Thursday, December 10, 2009

Myth #1 - The Lab Manager

Note: this article is intended for those selling lab consumables to life scientists; I'll get to capital equipment another day

At many of my talks to Life Science Marketers, I have tried to dispel the myth of the lab manager. It goes something like this....

You (the rep) walk into the lab and ask, "What lab is this?" The scientists all look up and tell you the lab name, but few look you in the eye. You then ask for the "lab manager". Sometimes you were even clever enough to figure out the lab manager's name beforehand. Every scientist in the lab breathes a sigh of relief, points you to the lab manager, or the lab manager's desk/office, or sometimes an empty desk that last quarter's rotation student vacated for greener pastures. You then leave some fliers/literature/catalog/candy, or you talk with the lab manager and ask dumb questions (At the bottom, you can read my list of dumb questions to ask life scientists). Then you move on to the next lab glad to be out of there without getting radioactivity all over your shoes. Heck, perhaps even you make a sale or two.

Here's the opportunity you missed. Those scientists that tried so hard to ignore you, they are the ones that use your products as well as your competitors' products. They are struggling to isolate proteins, clone genes, create knockout mice, silence genes, get Western blots to work, etc. Many of them are quite desperate for a better kit, a better probe, or just some help. Here's the strange thing, most of them see your products as a necessary evil, not a shining light. That makes you an even less desirable person to talk with.

Most important - The postdocs, grad students, and technicians use your products therefore they buy your products either directly with a credit card or indirectly through the lab manager. Never forget that!

What should you do? Simple, talk to the scientists. Give them value, give them help, give them free kits, take them out for beer! Gain their trust and they will buy your products.

Furthermore, at least in the US, many of the scientists you see in the labs are not native English speakers. Imagine what it would feel like to be working in a foreign country and have someone you have never seen in different clothes (tie, business suit) walk into the lab and start asking you questions. Hint - Learn a little Chinese

Rusty's list of dumb questions to ask life scientists (and lab managers) and why they are dumb

1. Does your lab do...? (cell culture,cloning, pcr, mouse work, pipeting, western blotting)
Here's a clue modern life science laboratories do every conceivable type of experiment all the time. Just because, we are located in a Biochemistry Department doesn't mean we only do Biochemistry. Furthermore, the lab manager has no clue that Bob the Post-Doc is planning on isolating a new protein in a week or that Cindy the graduate student can't get her Western blots working.

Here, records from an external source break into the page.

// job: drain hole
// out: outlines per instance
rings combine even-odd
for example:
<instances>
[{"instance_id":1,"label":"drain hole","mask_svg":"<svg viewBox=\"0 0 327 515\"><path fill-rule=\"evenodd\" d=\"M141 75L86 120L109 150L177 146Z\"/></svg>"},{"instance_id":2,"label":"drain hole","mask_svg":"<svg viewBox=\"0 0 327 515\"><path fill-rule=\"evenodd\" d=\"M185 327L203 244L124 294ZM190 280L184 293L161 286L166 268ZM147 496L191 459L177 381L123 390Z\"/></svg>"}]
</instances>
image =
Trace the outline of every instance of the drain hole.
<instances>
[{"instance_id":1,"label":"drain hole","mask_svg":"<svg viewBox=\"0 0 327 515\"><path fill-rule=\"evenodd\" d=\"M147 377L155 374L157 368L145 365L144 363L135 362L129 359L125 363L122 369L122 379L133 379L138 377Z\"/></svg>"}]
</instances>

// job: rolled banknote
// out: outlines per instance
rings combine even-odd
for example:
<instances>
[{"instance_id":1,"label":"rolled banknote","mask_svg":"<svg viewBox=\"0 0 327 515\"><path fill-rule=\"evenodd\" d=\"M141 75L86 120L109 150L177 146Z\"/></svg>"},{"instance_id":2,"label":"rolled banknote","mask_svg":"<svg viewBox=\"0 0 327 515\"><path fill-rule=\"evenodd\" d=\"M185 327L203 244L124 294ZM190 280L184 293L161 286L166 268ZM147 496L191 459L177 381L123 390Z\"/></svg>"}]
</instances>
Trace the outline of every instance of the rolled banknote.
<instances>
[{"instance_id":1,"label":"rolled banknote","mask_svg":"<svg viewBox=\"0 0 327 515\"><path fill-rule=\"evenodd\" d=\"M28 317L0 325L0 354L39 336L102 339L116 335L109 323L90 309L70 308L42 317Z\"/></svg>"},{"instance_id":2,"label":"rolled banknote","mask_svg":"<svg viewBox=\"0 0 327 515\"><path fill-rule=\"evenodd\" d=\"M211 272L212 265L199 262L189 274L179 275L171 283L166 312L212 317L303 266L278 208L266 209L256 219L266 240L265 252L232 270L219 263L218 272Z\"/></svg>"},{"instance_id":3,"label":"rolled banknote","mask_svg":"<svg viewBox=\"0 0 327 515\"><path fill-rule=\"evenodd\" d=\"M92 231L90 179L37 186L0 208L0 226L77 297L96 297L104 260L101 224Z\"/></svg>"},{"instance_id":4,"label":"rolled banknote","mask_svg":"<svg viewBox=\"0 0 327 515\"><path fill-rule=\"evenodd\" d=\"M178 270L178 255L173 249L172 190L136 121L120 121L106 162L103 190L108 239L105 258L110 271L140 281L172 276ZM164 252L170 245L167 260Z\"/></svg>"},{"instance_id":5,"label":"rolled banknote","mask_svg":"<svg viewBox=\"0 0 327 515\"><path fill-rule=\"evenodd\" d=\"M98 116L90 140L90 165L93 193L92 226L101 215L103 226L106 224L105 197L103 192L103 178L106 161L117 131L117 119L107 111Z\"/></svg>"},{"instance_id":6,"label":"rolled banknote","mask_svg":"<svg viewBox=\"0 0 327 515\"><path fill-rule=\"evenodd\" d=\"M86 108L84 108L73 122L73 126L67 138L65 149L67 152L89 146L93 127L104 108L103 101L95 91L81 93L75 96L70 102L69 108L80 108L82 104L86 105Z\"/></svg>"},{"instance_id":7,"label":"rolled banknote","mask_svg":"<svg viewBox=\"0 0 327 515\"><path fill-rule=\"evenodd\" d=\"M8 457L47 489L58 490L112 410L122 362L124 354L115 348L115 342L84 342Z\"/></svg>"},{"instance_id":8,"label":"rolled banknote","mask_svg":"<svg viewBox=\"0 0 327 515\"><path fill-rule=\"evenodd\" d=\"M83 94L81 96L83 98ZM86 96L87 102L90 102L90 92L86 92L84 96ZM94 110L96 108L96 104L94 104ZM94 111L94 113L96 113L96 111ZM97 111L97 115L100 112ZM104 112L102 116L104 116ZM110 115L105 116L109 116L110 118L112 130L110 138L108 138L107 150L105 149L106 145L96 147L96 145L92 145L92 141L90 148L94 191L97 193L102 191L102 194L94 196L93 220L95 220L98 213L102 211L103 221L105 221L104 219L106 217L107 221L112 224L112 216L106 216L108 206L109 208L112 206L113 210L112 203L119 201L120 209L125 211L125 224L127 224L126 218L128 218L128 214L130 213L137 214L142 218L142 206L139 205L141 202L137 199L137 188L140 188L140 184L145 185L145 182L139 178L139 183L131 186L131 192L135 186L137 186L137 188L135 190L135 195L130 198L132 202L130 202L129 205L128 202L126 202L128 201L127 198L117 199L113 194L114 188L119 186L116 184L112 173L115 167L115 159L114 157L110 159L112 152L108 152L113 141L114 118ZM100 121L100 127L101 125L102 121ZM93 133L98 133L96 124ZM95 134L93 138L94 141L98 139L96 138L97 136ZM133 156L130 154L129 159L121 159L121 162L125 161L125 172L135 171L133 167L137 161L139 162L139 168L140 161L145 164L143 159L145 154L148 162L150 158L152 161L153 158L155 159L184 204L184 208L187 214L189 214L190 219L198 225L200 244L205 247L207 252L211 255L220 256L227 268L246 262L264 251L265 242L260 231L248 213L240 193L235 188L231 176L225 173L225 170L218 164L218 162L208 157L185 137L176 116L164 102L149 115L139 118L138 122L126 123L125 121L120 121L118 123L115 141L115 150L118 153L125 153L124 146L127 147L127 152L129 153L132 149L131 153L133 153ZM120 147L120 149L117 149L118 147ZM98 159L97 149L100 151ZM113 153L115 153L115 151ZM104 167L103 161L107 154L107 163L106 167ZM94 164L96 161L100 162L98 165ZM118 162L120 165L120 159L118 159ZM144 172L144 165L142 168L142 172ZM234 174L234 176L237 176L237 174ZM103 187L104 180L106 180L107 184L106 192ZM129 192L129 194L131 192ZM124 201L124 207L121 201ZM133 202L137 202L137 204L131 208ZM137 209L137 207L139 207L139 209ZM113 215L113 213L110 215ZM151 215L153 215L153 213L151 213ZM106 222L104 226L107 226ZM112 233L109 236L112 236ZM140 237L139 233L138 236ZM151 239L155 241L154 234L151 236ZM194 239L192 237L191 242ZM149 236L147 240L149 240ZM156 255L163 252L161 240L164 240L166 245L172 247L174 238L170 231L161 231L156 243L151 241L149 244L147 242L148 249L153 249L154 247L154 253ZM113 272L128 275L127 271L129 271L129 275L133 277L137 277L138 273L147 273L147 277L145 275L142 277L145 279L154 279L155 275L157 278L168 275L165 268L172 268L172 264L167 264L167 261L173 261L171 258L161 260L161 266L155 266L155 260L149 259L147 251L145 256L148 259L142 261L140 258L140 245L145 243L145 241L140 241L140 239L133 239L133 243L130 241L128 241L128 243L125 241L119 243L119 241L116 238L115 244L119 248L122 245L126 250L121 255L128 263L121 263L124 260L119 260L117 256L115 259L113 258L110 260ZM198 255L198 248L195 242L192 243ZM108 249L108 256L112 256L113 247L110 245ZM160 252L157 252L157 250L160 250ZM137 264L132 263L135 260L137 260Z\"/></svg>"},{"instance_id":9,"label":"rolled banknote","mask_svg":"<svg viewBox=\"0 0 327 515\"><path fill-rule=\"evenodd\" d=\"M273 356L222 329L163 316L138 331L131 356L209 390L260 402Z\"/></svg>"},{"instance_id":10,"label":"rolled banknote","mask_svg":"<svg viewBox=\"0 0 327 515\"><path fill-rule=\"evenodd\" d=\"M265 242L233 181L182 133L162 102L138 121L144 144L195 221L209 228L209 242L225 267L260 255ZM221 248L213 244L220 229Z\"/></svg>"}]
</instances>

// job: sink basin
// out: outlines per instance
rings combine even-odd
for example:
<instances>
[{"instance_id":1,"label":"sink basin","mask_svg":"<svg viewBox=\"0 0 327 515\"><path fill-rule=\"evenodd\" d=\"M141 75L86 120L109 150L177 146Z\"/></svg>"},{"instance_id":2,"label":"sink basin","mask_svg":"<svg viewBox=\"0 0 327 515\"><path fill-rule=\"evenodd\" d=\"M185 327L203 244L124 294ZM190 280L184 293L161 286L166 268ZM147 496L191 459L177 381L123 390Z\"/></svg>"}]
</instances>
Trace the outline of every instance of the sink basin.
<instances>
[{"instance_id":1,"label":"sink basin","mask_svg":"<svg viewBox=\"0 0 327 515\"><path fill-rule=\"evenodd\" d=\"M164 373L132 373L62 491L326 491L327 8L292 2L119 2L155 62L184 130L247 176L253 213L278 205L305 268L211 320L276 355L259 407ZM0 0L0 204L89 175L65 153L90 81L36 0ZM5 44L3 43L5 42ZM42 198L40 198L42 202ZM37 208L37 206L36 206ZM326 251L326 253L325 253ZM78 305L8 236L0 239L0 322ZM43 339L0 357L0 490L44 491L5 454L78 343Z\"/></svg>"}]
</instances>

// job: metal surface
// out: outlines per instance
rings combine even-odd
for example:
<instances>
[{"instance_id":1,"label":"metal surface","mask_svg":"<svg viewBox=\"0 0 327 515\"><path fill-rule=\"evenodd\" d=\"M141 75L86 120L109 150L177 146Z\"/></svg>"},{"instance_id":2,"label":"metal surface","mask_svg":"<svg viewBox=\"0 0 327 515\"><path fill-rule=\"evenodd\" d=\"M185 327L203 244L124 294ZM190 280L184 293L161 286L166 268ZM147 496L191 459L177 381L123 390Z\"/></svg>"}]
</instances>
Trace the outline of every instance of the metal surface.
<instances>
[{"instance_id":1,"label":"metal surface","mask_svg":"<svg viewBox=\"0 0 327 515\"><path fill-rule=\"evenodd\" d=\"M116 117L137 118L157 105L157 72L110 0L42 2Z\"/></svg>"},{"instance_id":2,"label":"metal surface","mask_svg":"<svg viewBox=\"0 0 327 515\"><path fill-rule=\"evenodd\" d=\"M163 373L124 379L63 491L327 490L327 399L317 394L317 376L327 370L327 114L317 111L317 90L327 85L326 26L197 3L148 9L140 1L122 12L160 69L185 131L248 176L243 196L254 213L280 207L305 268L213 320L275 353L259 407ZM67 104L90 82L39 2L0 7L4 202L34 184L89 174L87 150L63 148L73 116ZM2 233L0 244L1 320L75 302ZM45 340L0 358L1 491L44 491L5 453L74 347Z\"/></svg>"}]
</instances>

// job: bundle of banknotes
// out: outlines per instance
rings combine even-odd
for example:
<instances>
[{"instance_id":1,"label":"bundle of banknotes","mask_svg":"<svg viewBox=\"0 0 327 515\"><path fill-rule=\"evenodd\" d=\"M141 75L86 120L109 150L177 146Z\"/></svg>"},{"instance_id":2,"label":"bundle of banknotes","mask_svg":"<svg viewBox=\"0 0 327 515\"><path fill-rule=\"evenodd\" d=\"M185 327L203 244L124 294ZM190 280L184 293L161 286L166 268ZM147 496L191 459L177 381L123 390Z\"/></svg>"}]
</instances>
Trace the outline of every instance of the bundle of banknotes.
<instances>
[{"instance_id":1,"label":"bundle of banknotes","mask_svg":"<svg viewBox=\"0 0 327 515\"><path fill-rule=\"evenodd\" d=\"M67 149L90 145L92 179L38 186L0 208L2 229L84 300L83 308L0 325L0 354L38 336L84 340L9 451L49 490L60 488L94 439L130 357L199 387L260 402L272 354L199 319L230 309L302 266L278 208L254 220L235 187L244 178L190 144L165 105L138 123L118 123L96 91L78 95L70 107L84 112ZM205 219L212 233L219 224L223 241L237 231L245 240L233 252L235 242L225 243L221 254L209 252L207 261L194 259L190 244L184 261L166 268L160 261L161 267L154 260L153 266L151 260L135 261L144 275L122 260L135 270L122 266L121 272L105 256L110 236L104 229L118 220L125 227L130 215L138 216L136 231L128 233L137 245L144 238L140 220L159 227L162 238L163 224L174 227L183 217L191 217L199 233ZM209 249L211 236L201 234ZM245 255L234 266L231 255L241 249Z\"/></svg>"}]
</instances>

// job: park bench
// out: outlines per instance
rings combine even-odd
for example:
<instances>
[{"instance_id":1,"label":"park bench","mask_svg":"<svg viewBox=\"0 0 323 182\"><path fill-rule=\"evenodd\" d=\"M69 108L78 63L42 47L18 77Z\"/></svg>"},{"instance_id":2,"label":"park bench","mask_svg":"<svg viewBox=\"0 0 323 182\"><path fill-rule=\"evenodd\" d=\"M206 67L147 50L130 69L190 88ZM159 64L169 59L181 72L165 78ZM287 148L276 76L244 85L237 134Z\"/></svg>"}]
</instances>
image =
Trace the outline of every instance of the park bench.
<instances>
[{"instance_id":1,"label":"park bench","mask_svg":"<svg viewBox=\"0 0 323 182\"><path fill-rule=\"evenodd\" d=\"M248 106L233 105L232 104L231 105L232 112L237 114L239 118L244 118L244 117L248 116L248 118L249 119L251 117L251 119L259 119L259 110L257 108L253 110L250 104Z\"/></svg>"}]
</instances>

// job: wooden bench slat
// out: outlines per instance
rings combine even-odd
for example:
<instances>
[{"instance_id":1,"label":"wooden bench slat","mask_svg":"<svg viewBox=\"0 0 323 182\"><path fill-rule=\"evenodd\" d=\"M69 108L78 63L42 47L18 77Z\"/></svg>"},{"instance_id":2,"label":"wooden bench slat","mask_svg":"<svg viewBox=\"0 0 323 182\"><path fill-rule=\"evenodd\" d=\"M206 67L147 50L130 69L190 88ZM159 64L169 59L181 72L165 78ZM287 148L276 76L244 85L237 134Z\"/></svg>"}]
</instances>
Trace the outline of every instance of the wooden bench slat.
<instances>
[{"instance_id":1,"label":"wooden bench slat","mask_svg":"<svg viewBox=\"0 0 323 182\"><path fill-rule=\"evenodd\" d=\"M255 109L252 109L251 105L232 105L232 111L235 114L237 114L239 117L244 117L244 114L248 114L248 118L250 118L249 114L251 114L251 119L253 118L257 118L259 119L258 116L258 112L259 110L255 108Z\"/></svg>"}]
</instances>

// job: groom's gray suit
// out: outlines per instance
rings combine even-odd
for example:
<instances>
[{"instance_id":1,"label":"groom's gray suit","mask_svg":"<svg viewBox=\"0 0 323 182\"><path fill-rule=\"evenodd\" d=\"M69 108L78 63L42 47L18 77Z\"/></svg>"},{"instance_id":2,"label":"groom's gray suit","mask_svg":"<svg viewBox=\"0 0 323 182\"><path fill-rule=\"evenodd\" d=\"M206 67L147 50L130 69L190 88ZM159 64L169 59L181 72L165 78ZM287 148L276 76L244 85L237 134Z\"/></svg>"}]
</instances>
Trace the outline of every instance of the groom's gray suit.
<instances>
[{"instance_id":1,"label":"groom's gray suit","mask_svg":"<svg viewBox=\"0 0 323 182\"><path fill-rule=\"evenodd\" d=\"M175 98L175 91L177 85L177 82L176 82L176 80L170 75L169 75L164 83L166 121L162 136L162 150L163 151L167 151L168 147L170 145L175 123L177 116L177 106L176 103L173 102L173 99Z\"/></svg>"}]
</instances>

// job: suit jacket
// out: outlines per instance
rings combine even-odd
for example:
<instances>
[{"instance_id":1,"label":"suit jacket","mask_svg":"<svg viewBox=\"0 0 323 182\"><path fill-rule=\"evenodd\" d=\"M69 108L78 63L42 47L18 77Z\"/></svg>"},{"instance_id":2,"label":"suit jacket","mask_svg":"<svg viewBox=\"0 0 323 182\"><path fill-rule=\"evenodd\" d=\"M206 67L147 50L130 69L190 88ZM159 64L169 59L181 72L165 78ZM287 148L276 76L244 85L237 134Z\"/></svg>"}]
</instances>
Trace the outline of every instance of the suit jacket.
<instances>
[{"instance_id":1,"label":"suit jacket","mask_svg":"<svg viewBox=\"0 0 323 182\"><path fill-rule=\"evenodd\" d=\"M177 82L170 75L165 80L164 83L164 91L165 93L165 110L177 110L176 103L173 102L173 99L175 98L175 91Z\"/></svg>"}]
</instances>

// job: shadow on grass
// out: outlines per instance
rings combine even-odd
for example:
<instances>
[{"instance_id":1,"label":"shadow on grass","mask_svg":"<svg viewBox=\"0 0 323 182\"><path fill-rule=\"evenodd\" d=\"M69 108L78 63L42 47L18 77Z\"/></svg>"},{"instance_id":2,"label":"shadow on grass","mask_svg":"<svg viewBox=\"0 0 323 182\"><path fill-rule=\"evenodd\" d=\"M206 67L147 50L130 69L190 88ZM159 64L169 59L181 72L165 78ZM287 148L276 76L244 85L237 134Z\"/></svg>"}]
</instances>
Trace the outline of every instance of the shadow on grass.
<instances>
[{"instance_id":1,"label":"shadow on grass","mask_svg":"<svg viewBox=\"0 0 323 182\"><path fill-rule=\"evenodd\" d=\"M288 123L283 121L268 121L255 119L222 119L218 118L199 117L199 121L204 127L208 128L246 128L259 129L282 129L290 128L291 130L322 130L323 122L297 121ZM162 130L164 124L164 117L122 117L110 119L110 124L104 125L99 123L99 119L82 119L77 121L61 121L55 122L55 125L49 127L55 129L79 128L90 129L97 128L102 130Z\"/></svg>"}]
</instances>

2. Where do you buy your...? The answer tells you nothing. Either we buy it from your company or the competition. 85 percent of the time, we just use whatever someone else in the lab bought 3 years ago.

3. How much are you paying...? Since the lab manager or scientist you are talking with likely didn't purchase 85% of the consumables in the lab, they don't have a clue. Furthermore, no scientist except the PI cares about a 10% savings on a kit. They just want it to work, give consistent results, and for the guy in the bench next to them to stop taking the last widget and not order more.